Classes are already canceled Monday for the vast majority of the 270,000 students in Chicago Public Schools unless there is major movement in negotiations between the district and the Chicago Teachers Union over the weekend, officials said Friday.
Principals at many schools, including some of the city’s largest high schools, notified parents throughout the day Friday that the return to in-person learning would likely have to wait as the city’s dispute with the union over COVID-19 protocols amid the Omicron variant surge threatens to stretch into a fourth school day.
“Bargaining sessions continued today and went into the evening. The sessions remain productive but must be concluded this weekend,” Mayor Lori Lightfoot and Chicago Public Schools CEO Pedro Martinez said in a statement.
Another statement from the district said officials want to get kids back in school “hopefully on Monday.
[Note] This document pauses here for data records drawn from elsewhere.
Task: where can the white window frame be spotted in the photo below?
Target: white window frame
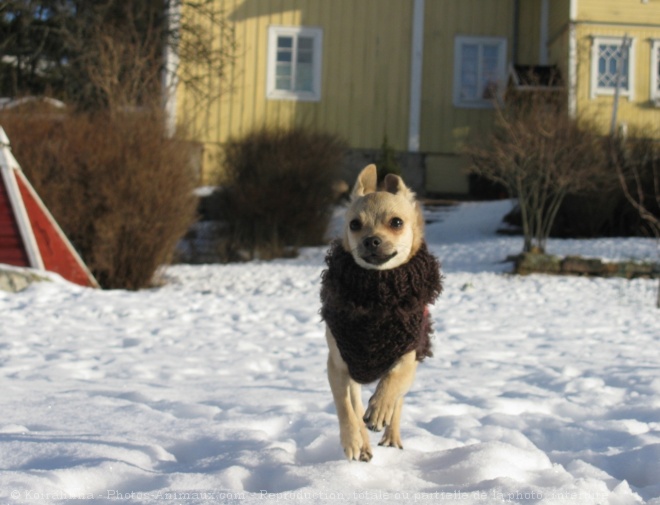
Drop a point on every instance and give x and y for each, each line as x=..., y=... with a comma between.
x=272, y=93
x=597, y=90
x=479, y=103
x=655, y=69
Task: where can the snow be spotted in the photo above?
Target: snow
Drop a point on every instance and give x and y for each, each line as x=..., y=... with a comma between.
x=212, y=388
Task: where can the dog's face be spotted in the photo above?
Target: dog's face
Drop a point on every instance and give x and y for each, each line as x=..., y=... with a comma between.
x=383, y=229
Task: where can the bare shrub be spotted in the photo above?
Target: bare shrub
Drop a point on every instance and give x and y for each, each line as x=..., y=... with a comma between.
x=120, y=189
x=540, y=155
x=278, y=191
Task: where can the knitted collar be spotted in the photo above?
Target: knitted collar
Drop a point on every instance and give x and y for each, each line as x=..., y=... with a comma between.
x=377, y=316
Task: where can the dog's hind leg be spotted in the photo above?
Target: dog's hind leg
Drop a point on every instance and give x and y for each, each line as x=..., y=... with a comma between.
x=358, y=408
x=384, y=404
x=392, y=435
x=344, y=390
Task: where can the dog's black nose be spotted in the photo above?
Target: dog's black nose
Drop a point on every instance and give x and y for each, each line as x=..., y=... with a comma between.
x=372, y=243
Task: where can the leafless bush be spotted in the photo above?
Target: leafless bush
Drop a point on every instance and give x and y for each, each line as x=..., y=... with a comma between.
x=279, y=189
x=540, y=155
x=121, y=190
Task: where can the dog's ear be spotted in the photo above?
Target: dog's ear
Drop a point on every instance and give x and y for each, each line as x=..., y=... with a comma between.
x=366, y=182
x=394, y=184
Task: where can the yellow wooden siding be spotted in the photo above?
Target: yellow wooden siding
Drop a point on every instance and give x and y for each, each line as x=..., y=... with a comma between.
x=636, y=112
x=558, y=33
x=443, y=126
x=619, y=11
x=364, y=79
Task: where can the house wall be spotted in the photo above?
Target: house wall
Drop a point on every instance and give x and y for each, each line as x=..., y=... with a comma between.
x=444, y=127
x=365, y=73
x=558, y=36
x=529, y=28
x=641, y=22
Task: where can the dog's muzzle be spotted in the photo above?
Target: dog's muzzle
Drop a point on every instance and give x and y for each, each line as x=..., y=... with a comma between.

We know families need to plan ahead and we will be sending additional communication over the weekend with a status update regarding classes on Monday.”
The district told principals in an emailed update to let families know there would be no school Monday, though “if an agreement is reached with the CTU over the weekend, we may reverse this decision and hold classes on Monday,” according to a copy of the memo shared with the Sun-Times.
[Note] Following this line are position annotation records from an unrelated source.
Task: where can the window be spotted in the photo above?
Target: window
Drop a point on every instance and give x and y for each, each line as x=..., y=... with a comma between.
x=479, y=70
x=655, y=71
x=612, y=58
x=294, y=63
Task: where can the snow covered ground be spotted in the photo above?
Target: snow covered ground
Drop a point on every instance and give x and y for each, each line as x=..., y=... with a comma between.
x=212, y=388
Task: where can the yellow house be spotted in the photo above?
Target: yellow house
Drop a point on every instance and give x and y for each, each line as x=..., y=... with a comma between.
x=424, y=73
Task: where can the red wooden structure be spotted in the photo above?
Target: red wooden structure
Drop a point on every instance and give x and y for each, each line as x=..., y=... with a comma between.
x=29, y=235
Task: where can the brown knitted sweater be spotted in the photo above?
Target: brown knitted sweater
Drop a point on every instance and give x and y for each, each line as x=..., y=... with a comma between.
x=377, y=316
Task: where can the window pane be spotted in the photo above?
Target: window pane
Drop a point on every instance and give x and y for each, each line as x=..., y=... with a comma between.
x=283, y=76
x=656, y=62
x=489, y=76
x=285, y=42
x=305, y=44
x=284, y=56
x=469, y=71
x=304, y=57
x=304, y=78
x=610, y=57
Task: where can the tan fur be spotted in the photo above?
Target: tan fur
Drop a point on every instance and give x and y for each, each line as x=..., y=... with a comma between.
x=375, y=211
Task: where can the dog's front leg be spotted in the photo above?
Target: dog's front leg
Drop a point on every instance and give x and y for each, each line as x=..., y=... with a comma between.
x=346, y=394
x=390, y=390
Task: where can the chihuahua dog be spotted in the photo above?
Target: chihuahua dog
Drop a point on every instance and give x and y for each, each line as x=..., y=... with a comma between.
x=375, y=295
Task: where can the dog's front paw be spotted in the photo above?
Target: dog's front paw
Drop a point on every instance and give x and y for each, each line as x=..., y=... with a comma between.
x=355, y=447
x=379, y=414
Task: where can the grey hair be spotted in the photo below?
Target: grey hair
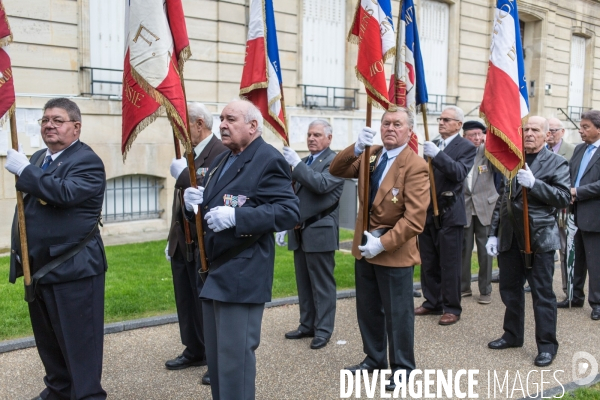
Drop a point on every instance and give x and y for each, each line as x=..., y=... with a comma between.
x=68, y=105
x=458, y=112
x=593, y=116
x=326, y=126
x=199, y=111
x=410, y=117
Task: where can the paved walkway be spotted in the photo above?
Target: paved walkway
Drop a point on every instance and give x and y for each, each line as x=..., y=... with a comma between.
x=289, y=369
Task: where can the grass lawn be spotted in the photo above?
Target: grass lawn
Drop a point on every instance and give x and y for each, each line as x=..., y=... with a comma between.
x=139, y=284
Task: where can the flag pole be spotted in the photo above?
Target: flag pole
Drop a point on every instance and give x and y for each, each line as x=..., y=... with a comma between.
x=527, y=251
x=436, y=211
x=365, y=171
x=186, y=224
x=21, y=211
x=194, y=184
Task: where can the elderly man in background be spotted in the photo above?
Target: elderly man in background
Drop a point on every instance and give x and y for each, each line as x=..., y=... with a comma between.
x=246, y=196
x=441, y=242
x=186, y=281
x=316, y=238
x=556, y=144
x=397, y=203
x=546, y=177
x=585, y=197
x=480, y=200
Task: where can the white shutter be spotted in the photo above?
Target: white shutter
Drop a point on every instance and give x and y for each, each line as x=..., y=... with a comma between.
x=324, y=45
x=107, y=43
x=433, y=33
x=577, y=70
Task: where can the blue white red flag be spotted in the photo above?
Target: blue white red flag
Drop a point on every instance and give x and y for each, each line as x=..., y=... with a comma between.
x=261, y=79
x=373, y=30
x=407, y=84
x=505, y=104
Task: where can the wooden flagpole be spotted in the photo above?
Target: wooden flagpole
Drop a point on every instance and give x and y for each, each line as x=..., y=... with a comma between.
x=436, y=211
x=365, y=171
x=20, y=209
x=186, y=224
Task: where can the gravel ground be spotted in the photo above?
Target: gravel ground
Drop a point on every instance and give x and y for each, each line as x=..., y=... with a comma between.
x=289, y=369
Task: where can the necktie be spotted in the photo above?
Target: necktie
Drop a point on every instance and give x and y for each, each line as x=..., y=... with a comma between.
x=46, y=163
x=584, y=162
x=375, y=178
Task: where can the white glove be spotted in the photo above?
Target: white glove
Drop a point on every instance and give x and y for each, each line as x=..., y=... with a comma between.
x=492, y=246
x=192, y=197
x=280, y=238
x=220, y=218
x=365, y=138
x=372, y=248
x=16, y=162
x=430, y=149
x=525, y=177
x=177, y=167
x=291, y=156
x=167, y=256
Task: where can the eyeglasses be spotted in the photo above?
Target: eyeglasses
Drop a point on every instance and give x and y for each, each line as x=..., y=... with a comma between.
x=57, y=122
x=446, y=120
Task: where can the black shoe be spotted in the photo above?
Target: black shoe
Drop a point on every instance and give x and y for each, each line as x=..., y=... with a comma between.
x=298, y=334
x=565, y=304
x=544, y=359
x=500, y=344
x=362, y=367
x=182, y=362
x=318, y=342
x=206, y=378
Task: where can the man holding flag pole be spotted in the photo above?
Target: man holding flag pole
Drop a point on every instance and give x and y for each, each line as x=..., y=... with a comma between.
x=540, y=189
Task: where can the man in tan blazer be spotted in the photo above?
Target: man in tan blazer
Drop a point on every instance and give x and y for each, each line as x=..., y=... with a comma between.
x=398, y=201
x=480, y=199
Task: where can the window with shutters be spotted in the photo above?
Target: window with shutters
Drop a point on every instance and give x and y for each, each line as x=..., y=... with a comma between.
x=107, y=47
x=576, y=77
x=324, y=42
At a press conference Friday evening, Tennille Evans, an organizer with the CTU, wouldn’t say if the union’s leaders and CPS were close to making a deal.
“We are ready, again, our officers are at the bargaining table bargaining as we speak,” Evans told reporters. “[We’re] ready to set an agreement on a safety measure.”
Students have been home since Wednesday after members of the union voted not to report to schools out of concerns over safety protocols during the COVID-10 pandemic, including whether all students should have to submit a negative coronavirus test before returning and how many staff or student absences would require a school to shut down.
The union has said it wants to return to remote work while until the current wave subsides, but the district has instead locked teachers out of their emails and other work accounts and told schools not to hold online classes. Martinez reiterated in a meeting with principals Friday that the district is holding firm that classes will only resume when the union agrees to return to in-person work, meaning no remote classes would be offered next week, the source said.
Whitney Young Magnet High School principal Joyce Kenner told families in an email that “based on extremely limited staffingwe are unableto open our school for instruction or activities on Monday, January 10. We are hopeful this impasse will be resolved in the near future.”
Bronzeville Classical Elementary sent notice that schools would be closed until next Friday, Jan. 14, although Principal Nicole Spicer said she would “update BCS families if this date changes.” During that time, she said staff would only provide “independent work projects” and “would not distribute devices during this 8-day work stoppage.”
That timeline was not confirmed by the district and other principals only made reference to plans for Monday.
Starting Friday and into next week, schools which expected between 20% and 60% of their staff to report to their building were allowed to hold “academic enrichment” such as computer lab activities, sports, games, art, tutoring or writing exercises but no new lessons, grades or recorded attendance. Principals with 69% or more of their teachers expected to show could hold regular classes and record attendance.
Mount Greenwood Elementary on the Far South Side told families it has enough staff to resume full in-person classes Monday. Those who have COVID or have been exposed have to stay quarantined, but the rest can come in, Principal Mary Reidy said.